Physicians report that they or their staff spend 16.4 hours per week completing preauthorization requests—that’s two days out of a five-day work week.
But plans must use preauthorizations to help keep premiums and deductibles affordable for members, so many plans feel forced to weigh cost management and provider satisfaction goals against one another.
However, these don’t have to be contradictory—plans can modify the preauthorization process to accomplish both goals.
To make progress on both objectives, plans must recognize that they’re not the best messenger. Providers, trained in clinical care, are frustrated by the perceived results of preauthorizations—either an approval that they find unnecessary, or a denial that seemingly disrespects their clinical judgment.
Instead, plans can turn to other trusted clinical experts to communicate utilization requirements and make preauthorizations more palatable. Read on for three experts that plans can deploy as messengers for a provider-centric preauthorizations process.
Highmark, a Blues plan based in Pittsburgh, completely removed preauthorizations—as long as providers followed standard clinical guidelines.
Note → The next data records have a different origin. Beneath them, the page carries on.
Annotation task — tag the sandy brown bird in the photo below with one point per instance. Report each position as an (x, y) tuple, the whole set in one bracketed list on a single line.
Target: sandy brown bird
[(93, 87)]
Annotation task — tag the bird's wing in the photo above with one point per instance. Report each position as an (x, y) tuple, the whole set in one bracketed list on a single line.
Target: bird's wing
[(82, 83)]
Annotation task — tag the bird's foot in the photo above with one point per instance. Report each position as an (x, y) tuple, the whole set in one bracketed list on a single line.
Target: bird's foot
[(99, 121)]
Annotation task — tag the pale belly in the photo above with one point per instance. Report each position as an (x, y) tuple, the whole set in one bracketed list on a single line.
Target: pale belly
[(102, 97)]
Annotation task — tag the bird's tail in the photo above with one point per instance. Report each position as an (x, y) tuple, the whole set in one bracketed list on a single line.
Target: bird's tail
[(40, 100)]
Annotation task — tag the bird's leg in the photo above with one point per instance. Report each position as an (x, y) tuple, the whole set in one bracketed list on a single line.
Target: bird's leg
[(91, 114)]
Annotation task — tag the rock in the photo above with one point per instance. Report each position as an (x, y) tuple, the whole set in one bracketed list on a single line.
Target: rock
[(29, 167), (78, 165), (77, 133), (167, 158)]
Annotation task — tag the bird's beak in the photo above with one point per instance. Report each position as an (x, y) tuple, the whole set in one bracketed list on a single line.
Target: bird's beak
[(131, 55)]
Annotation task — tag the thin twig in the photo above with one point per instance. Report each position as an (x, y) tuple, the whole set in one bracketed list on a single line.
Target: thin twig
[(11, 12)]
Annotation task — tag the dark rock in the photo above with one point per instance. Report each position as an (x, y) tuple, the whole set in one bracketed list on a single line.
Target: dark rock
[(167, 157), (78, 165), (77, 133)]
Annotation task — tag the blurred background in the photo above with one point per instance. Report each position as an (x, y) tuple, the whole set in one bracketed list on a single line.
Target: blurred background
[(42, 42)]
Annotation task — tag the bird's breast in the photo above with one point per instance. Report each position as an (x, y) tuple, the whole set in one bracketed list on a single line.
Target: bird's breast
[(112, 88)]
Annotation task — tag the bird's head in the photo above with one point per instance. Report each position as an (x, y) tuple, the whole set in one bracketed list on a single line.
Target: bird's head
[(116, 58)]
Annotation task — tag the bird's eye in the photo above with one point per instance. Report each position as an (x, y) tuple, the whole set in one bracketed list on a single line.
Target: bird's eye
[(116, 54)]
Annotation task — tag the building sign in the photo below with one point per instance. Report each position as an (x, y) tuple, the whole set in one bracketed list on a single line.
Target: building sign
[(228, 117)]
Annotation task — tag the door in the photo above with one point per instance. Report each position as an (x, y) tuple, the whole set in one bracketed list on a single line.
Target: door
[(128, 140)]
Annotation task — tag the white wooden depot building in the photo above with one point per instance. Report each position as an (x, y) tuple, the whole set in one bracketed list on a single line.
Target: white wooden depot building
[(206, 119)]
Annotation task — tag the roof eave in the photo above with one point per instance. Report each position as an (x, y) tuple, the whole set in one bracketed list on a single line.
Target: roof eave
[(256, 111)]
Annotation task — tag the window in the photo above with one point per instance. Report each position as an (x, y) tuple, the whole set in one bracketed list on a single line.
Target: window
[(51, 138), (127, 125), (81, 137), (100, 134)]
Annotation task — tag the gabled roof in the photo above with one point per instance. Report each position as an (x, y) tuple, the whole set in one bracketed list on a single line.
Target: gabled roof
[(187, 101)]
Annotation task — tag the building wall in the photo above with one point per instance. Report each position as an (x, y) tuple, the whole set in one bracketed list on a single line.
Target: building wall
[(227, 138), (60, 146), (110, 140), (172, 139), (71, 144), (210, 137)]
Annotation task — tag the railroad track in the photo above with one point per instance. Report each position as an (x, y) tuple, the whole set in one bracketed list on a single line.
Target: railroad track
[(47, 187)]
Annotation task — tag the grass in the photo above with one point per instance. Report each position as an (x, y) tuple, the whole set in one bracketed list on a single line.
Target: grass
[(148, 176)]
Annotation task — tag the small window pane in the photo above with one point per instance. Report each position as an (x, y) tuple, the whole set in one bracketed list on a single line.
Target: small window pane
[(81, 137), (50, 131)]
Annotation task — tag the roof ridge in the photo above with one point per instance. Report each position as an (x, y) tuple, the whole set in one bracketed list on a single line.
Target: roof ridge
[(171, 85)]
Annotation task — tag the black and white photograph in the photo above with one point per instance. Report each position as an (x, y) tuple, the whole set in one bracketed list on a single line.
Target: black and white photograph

Highmark informs their providers in their clinical oncology pathways program that the clinical treatment pathways are set by the National Comprehensive Cancer Network (NCCN), a nonprofit third-party alliance of cancer centers. Participating providers are required to adhere 80% of the time to part B drugs that are part the standardized pathways. And as long as providers follow the pathway, they get preauthorizations waived for 40 chemotherapy drugs.
Highmark has seen a 10% reduction in medical spend across the 30 participating practices, and both providers and patients are happier because treatments can start 36-48 hours earlier.
L.A. Care, a Medicaid plan in California, automatically approves preauthorizations for specialty referrals—as long as the PCP gets a second opinion from an in-network specialist.
The PCP has to use L.A. Care’s online messaging platform to ask the specialist if the specialist visit is warranted, and if so, what labs or tests the specialist would want in advance. The eConsult tool allows the PCP to search through all in-network specialists and securely send patient details to the specialist of the PCP’s choice.
This process still guarantees that PCPs are only making necessary specialist referrals, but PCPs no longer have to deal with tedious authorization requests. Instead, a fellow provider serves as the approver—and can give clinically sound alternatives when no referral is necessary.
L.A. County Department of Health Services also implemented a similar portal and saw 150K consults and a 25-48% decrease in number of specialist visits.
Independent Health Plan (IHA), a large plan in western New York, delegated preauthorization to a provider practice—but only after supplying them with cost information for a drug class with wide cost variation.
The participating urology practice, also involved in one of IHA’s value-based payment programs, was surprised to see IHA’s data on the wide variation in price for different testosterone drugs. After the plan highlighted the potential savings opportunity, the provider practice’s steering committee drafted new prescribing protocols for their physicians and the reimbursement model around them.
In the first year of the program, providers saved IHA $1.2 million dollars and earned $1 million in savings. The provider practice designed the restrictions and benefited from the savings.